CamGuard
Inspiration
CamGuard was inspired by a simple but painful reality: falls from beds are one of the most common preventable injuries for elderly patients and infants. Caregivers cannot monitor someone every second, and traditional baby monitors or hospital cameras only record footage — they do not understand risk.
We wanted to build something proactive instead of reactive. Not just a camera that watches, but an AI agent that predicts and intervenes before a fall happens.
What CamGuard Does
CamGuard is an agentic AI bedside safety system that predicts and prevents falls in real time.
It detects early fall-risk signals such as:
- Edge drifting toward the mattress boundary
- Unassisted sit-ups
- Leg swing off the bed
- Attempted bed exits
- Progressive restlessness trending toward unsafe positions
Instead of triggering on every movement, CamGuard models dynamic risk over time:
$$ R(t) = w_1 E(t) + w_2 S(t) + w_3 L(t) + w_4 M(t) $$
Where:
- (E(t)) = edge proximity score
- (S(t)) = sit-up posture probability
- (L(t)) = leg-off-bed likelihood
- (M(t)) = motion instability metric
- (w_i) = adaptive weights personalized per user
If risk exceeds a threshold ( \theta ), the agent decides whether to:
- Send a caregiver notification
- Escalate if unacknowledged
- Log the outcome and adapt thresholds
This makes CamGuard adaptive, not static.
How We Built It
1. Real-Time Pose Estimation
We implemented body keypoint detection to track hips, knees, shoulders, and torso orientation. This allows us to classify transitions such as:
- Lying → Sitting
- Sitting → Edge shift
- Sitting → Standing attempt
2. Virtual Bed Boundary Modeling
We mapped a safety boundary over the mattress and computed normalized edge distance:
$$ D = \frac{x_{\text{body}} - x_{\text{center}}}{\text{bed width}/2} $$
As (D \to 1), fall probability increases significantly.
3. Agentic Decision Layer
Rather than hard-coded rules, we implemented:
- Temporal smoothing of risk signals
- Adaptive threshold tuning
- Feedback-driven weight updates
Each incident outcome updates the model nightly to reduce false alarms.
4. Escalation Logic
We built a tiered alert system:
- Level 1 — Low confidence warning
- Level 2 — High confidence fall risk
- Level 3 — Escalation if no caregiver response
Challenges We Faced
False Positives
Babies roll frequently. Elderly patients reposition often. Early versions triggered too many alerts.
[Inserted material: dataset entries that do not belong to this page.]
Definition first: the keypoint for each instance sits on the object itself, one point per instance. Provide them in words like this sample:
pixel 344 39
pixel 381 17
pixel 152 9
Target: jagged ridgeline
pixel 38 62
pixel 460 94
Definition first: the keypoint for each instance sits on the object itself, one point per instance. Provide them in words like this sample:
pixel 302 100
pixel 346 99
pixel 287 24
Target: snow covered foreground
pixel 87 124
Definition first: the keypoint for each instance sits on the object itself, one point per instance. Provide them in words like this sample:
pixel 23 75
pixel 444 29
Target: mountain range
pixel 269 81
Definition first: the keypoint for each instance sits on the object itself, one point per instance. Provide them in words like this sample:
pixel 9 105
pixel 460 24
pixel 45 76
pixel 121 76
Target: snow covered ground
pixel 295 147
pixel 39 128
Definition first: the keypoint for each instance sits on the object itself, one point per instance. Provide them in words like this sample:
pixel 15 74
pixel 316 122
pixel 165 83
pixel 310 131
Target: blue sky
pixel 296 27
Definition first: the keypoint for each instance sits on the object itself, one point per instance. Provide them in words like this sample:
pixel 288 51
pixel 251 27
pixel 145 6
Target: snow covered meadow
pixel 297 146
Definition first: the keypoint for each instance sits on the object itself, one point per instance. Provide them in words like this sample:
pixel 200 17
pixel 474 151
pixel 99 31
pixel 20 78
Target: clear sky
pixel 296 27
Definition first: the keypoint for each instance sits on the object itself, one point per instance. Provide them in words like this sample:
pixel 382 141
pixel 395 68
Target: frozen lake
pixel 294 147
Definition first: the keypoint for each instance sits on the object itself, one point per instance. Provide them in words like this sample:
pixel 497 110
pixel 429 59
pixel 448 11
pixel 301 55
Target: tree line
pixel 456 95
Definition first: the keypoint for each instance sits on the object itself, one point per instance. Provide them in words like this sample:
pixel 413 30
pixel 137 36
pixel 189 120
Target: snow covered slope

We shifted from binary detection to risk accumulation over time to smooth noise.
Personalization
Movement patterns vary significantly between individuals.
We introduced adaptive weight updates to learn per-user risk profiles.
Real-Time Constraints
The system had to respond instantly. We optimized inference latency and reduced computational overhead for edge deployment.
Context Awareness
Not every sit-up is dangerous. Context matters.
We incorporated environmental and temporal modifiers into the risk calculation.
What We Learned
- Proactive AI requires temporal modeling, not just classification.
- False positives destroy trust in safety systems.
- Agentic systems must include feedback loops.
- Personalization dramatically improves reliability.
Future Work
- On-device privacy-preserving inference
- Multi-camera depth fusion
- Reinforcement learning for smarter escalation policies
- Integration into hospital bed systems
Conclusion
CamGuard is not just a monitor — it is a learning bedside safety agent designed to prevent injuries before they happen and protect the most vulnerable.